Dan heb je twee jaar lang voor 200 zieltjes lopen zorgen en dan stuur je ze voor een prikkie naar het slachthuis. Gelukkig staan Gerards kippen nog een jaar in de kracht van hun leven, dan kunnen ze nu vast op de wachtlijst van het verzorgingstehuis.
De kippen staan goed in het landschap. Je zou bijna zeggen dat ze er altijd al stonden, maar nee, het was Gerard die op een dag bedacht 200 kippen aan te schaffen. Ik vind dat zo leuk. En de realiteit is nog leuker, al word ik dol van het gekakel zodra ik close-ups van de prijskonijnen probeer te maken en rondjes door het hok ren. Hier in het Spaanse landschap, met de groene heuvels die zo graag goudkleuren wanneer de avond valt, hier naast dat stenen landhuis op de heuvel, tussen de paarden, groentetuinen en jonge katten die op je schouders klimmen, kan de kippendroom alleen maar uitkomen. Maar goed, de realiteit is ook werk. Die mooie aubergines groeien niet vanzelf. Team Gerard heeft een hoop om voor te zorgen.
Hij gaat misschien ook kaas maken. Geitenkaas, ik geloof dat een buurman geiten heeft. Zijn eerste zelfgemaakte kaas was geen succes, die had te veel vocht verloren of iets dergelijks, maar zijn tweede kaas zal ongetwijfeld beter lukken.
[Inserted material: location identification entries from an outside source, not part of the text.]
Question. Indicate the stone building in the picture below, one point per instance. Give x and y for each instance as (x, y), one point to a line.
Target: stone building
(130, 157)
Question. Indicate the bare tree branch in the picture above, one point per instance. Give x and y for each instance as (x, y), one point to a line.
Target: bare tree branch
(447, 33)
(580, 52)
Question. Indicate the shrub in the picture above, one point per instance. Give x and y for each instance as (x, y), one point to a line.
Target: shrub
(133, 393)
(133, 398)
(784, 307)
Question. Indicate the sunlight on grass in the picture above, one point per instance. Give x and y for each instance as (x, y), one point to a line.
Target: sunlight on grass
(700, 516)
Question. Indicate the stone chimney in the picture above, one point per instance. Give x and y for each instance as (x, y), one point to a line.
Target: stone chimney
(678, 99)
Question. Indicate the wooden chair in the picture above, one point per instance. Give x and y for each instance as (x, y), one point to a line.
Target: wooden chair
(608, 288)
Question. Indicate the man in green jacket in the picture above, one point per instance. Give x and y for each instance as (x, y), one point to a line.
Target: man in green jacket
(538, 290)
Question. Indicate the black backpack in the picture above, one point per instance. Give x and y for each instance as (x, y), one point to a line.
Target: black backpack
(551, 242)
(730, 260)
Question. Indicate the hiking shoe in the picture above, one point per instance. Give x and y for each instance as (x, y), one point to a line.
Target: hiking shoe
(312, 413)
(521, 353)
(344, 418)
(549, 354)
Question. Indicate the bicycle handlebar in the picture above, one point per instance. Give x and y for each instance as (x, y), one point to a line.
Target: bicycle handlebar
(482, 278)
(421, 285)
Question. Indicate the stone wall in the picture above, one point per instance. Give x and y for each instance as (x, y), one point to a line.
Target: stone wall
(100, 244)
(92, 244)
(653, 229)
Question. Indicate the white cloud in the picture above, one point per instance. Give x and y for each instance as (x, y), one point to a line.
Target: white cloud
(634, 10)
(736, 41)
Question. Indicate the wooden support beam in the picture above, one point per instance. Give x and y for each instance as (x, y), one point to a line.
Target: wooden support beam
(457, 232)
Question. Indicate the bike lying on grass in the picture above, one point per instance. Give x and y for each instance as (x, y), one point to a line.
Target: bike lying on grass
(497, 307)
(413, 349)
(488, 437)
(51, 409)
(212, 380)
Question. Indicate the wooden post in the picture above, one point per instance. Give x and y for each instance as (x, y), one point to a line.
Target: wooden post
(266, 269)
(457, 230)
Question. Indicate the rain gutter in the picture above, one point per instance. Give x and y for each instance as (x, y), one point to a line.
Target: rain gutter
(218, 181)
Ik kan niet wachten om ook zijn toekomstig geitenkaasfabriek een bezoek te brengen. En de geiten die hij misschien dan ook maar aanschaft. Dit is wel zo ongeveer waar je aan denkt, als je biologisch koopt. Waarschijnlijk ziet het er zelden zo uit als bij Gerard, de spontane kippenhouder, maar het is een prettige illusie. En die eitjes die we cadeau kregen, kunnen we met een gerust hart opeten.